Alien plant species become invasive, whether accidentally or deliberately [40], and become accustomed to environments [41] outside of their natural range where they invade and compete with local plants at a fast rate of growth [2]. Alien plant species are diversified all around the world in different geographical locations [41]. Invasive plants [7] are most common in terrestrial ecosystems [35]. Although Pakistan has long had exotic plants introduced in the region, thorough research on invasive species, particularly in the subtropical region [42], is still lacking. As a result, there are no data sets or a database for invasive alien plants available with complete information in Pakistan. This study focused on documenting invasive alien plants in the Lesser Himalayan region of Pakistan [25]. This investigation of invasive plant species will establish the foundation for future investigations into the preservation of native and unaltered forest plants in Pakistan’s subtropical regions.

The majority of invasive plant species in the subtropical regions of Pakistan are from the Asteracae and Poaceae families. The same invasive plant families [43] dominated the Indian Himalayan Himachal Pradesh area [44]. Studies in Europe and China observed patterns that are comparable to the dominant family in invasive flora [5,45], but our findings demonstrate that the families Euphorbiaceae and Fabaceae also made an equal contribution to the Poaceae (seven plant species each).

This study suggests that the majority (almost 51%) of the invasive plants of subtropical regions [46] in Pakistan belong to Continental America as suggested and Chandra was in agreement with 59% of recorded plants being perennials and 60% being herbs. While 11 species of ornamental plants were intentionally introduced in the area and these results are justified, 41 plant species recorded were unintentionally introduced to the area. The escape of these plant species brings a lot of serious consequences for the area and leads to serious threats to biodiversity.

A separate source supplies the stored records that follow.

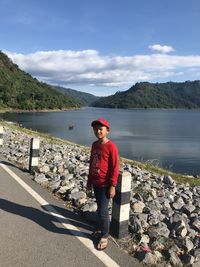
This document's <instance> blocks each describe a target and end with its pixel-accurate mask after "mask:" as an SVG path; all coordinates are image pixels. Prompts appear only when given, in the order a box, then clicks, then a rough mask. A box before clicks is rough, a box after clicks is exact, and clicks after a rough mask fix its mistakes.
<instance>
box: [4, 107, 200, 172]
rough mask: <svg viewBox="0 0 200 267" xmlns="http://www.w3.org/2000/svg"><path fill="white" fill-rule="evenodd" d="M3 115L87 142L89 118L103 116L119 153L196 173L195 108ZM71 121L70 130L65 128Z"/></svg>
mask: <svg viewBox="0 0 200 267" xmlns="http://www.w3.org/2000/svg"><path fill="white" fill-rule="evenodd" d="M0 116H1V117H2V118H3V119H6V120H9V121H15V122H18V123H21V124H22V125H23V126H24V127H27V128H31V129H35V130H38V131H41V132H45V133H49V134H51V135H54V136H57V137H60V138H64V139H67V140H70V141H73V142H76V143H79V144H83V145H88V146H89V145H91V143H92V142H93V140H94V135H93V132H92V128H91V126H90V124H91V121H92V120H94V119H96V118H98V117H105V118H106V119H108V120H109V121H110V123H111V133H110V138H111V139H113V141H115V142H116V144H117V145H118V148H119V153H120V155H121V156H124V157H126V158H130V159H137V160H144V161H146V160H155V161H158V162H159V165H160V166H162V167H165V168H168V169H170V170H173V171H176V172H182V173H188V174H200V164H199V161H200V123H199V122H200V111H199V110H123V109H99V108H84V109H82V110H73V111H65V112H48V113H6V114H1V115H0ZM70 124H74V125H75V127H74V129H73V130H69V129H68V127H69V125H70Z"/></svg>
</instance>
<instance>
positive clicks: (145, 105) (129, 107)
mask: <svg viewBox="0 0 200 267" xmlns="http://www.w3.org/2000/svg"><path fill="white" fill-rule="evenodd" d="M93 106H94V107H108V108H200V81H186V82H182V83H175V82H167V83H148V82H142V83H136V84H135V85H134V86H132V87H131V88H130V89H129V90H127V91H124V92H117V93H115V94H114V95H111V96H108V97H101V98H100V99H98V100H97V101H95V102H94V103H93Z"/></svg>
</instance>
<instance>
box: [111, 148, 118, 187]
mask: <svg viewBox="0 0 200 267" xmlns="http://www.w3.org/2000/svg"><path fill="white" fill-rule="evenodd" d="M110 163H111V164H110V166H109V168H110V187H111V186H112V187H114V189H115V186H116V185H117V181H118V175H119V164H118V150H117V147H116V145H115V144H113V146H112V151H111V162H110ZM114 189H111V190H112V191H114Z"/></svg>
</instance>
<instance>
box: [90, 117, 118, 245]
mask: <svg viewBox="0 0 200 267" xmlns="http://www.w3.org/2000/svg"><path fill="white" fill-rule="evenodd" d="M91 126H92V127H93V131H94V134H95V136H96V137H97V139H98V140H97V141H96V142H94V143H93V144H92V149H91V156H90V167H89V175H88V182H87V190H91V189H92V187H93V190H94V194H95V198H96V202H97V213H98V219H99V226H98V229H97V230H96V231H95V232H93V236H94V237H99V240H98V245H97V249H98V250H103V249H105V248H106V247H107V245H108V236H109V228H110V219H109V212H108V204H109V199H110V198H113V197H114V196H115V186H116V185H117V179H118V173H119V165H118V150H117V147H116V145H115V144H114V143H113V142H112V141H111V140H109V139H108V138H107V134H108V133H109V131H110V125H109V122H108V121H107V120H105V119H104V118H100V119H98V120H95V121H93V122H92V123H91Z"/></svg>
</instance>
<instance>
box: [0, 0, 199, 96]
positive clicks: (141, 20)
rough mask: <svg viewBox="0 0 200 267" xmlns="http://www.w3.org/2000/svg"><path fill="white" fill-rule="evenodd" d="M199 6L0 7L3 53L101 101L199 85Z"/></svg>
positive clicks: (88, 6)
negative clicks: (134, 95)
mask: <svg viewBox="0 0 200 267" xmlns="http://www.w3.org/2000/svg"><path fill="white" fill-rule="evenodd" d="M199 14H200V1H199V0H166V1H161V0H101V1H100V0H57V1H55V0H0V25H1V30H0V43H1V47H0V49H1V50H2V51H3V52H5V53H6V54H7V55H8V56H9V57H10V58H11V59H12V60H13V61H14V62H15V63H16V64H18V65H19V67H20V68H21V69H23V70H25V71H27V72H29V73H30V74H31V75H33V76H34V77H36V78H38V79H39V80H41V81H44V82H47V83H50V84H54V85H60V86H64V87H67V88H72V89H77V90H81V91H85V92H89V93H92V94H95V95H110V94H113V93H115V92H116V91H123V90H127V89H129V88H130V87H131V86H132V85H134V84H135V83H136V82H142V81H148V82H167V81H186V80H199V79H200V34H199V28H200V15H199Z"/></svg>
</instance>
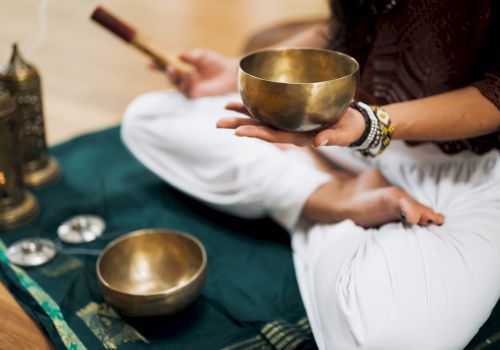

It was found that most invasive alien plant species are abundant in subtropical regions of Pakistan, as compared to higher regions, suggesting that these species are capable of flourishing at low altitudes so species diversity decreases from low to higher altitudes [47].

5. Conclusions

The current study sheds light on the extent of invasive alien plant species in the Lesser Himalayan (low altitude) zone of Pakistan. Overall, 43 invasive alien species from 37 genera and 18 families were documented from the district Mandi Bahuddin. The prominent family was Poaceae with ten species (23.25%) followed by Leguuminosae with six species (13.95%), Compositae with five species (11.62%), and Amaranthaceae with three species (6.97%). PCA was used to find significant connections among the species with sampling locations of various habitats. The maximum Shannon and Simpson diversity of invasive plants was observed in the scrubland habitat proving that the scrubland habitat is more vulnerable to invasive species. Introduced species cause adverse effects on the local plant species, habitat, and ecosystem functioning, which causes an imbalance and loss in genetic diversity. Invasive alien plants use the resources of native plants resulting in the extinction of species and huge economic losses. It is recommended, and hoped, that the listing and collection of invasive alien plant species in this subtropical region of Pakistan will have a great impact and help fill the study gap, leading future scientists to study the alien invasive flora of the region. Analysis will provide maximum help for management policies on invasive species.